La aiuterò a rimanere forte
ad onorarsi ad ogni passo
e sicuramente mi uscirà fuori quella rettitudine
che ci insegnasti invano.
Fu molto poco il tempo che passammo assieme
eppure ogni immagine che riconduce al tuo nome
è scandita dalle tue parole roche
dal tuo camminare lento dentro casa
dalla tua attitudine serena alla porta d’ingresso
e se avrò una figlia, voglio che tu sappia
che come te, la chiamerò Lidia.

Traduzione di Silvia Alessandro




Aixa Rava (Argentina, Tierra del Fuego, 1982)
Professoressa di Lettere presso l’Università Nazionale del Comahue, scrittrice e direttrice del marchio di libri illustrati Tanta Ceniza Editora. Vincitrice della borsa Can Serrat per il seminario di scrittura del periodo estate-autunno 2022 e della borsa Faberllull Olot, per novembre 2022.

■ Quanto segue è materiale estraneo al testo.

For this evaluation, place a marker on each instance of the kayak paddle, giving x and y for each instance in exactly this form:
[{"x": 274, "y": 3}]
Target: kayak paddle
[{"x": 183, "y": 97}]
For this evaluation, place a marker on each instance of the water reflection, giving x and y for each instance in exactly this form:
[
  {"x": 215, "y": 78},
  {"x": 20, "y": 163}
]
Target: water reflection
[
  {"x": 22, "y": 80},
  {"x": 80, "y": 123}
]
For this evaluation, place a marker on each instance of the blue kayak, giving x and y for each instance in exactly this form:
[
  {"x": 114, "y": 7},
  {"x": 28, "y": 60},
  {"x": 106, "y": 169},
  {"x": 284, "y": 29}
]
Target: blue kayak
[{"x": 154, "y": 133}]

Ha pubblicato i libri di poesia Barda (Buenos Aires Poetry, 2014), La luz no se corta como el papel (Ediciones con doble zeta, 2016), Los sitios de mi cuerpo (Añosluz Editora, 2019), En el patio crece una planta rosario (Qeja Ediciones, 2021) e l’antologia completa Sobre esta misma nieve (Esdrújula Ediciones, 2022).

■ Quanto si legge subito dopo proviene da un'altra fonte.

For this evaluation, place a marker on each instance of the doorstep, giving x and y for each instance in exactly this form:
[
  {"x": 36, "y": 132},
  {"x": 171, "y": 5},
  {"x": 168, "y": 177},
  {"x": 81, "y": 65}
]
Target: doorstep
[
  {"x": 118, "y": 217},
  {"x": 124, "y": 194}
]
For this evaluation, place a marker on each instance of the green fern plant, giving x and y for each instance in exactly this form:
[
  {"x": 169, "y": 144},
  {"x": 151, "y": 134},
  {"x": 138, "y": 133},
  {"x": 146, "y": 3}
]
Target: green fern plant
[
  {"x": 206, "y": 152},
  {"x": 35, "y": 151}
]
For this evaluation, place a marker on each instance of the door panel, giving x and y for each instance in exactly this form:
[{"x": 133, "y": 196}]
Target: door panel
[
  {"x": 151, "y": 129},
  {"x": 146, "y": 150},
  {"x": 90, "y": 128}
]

Fa parte delle antologie Rumiar. Volumen I (Rumiar Editorial, 2018), Poesía Añosluz (Añosluz Editora, 2020), Poesía Neuquén (Honorable Legislatura del Neuquén, 2020), Camellia. Mujeres que toman té (Tanta Ceniza Editora, 2021), Flor del Espinillo XXI (Municipalidad de Curuzú Cuatiá, 2021), Paisajes del interior. Antología de mujeres poetas de la Patagonia (Isla Negra Editores, 2021), Mujer y escritura en la Argentina actual (PEN Argentina, 2022) e Antología de Poetas Argentinas 1981-2000 (Ediciones del Dock, 2022).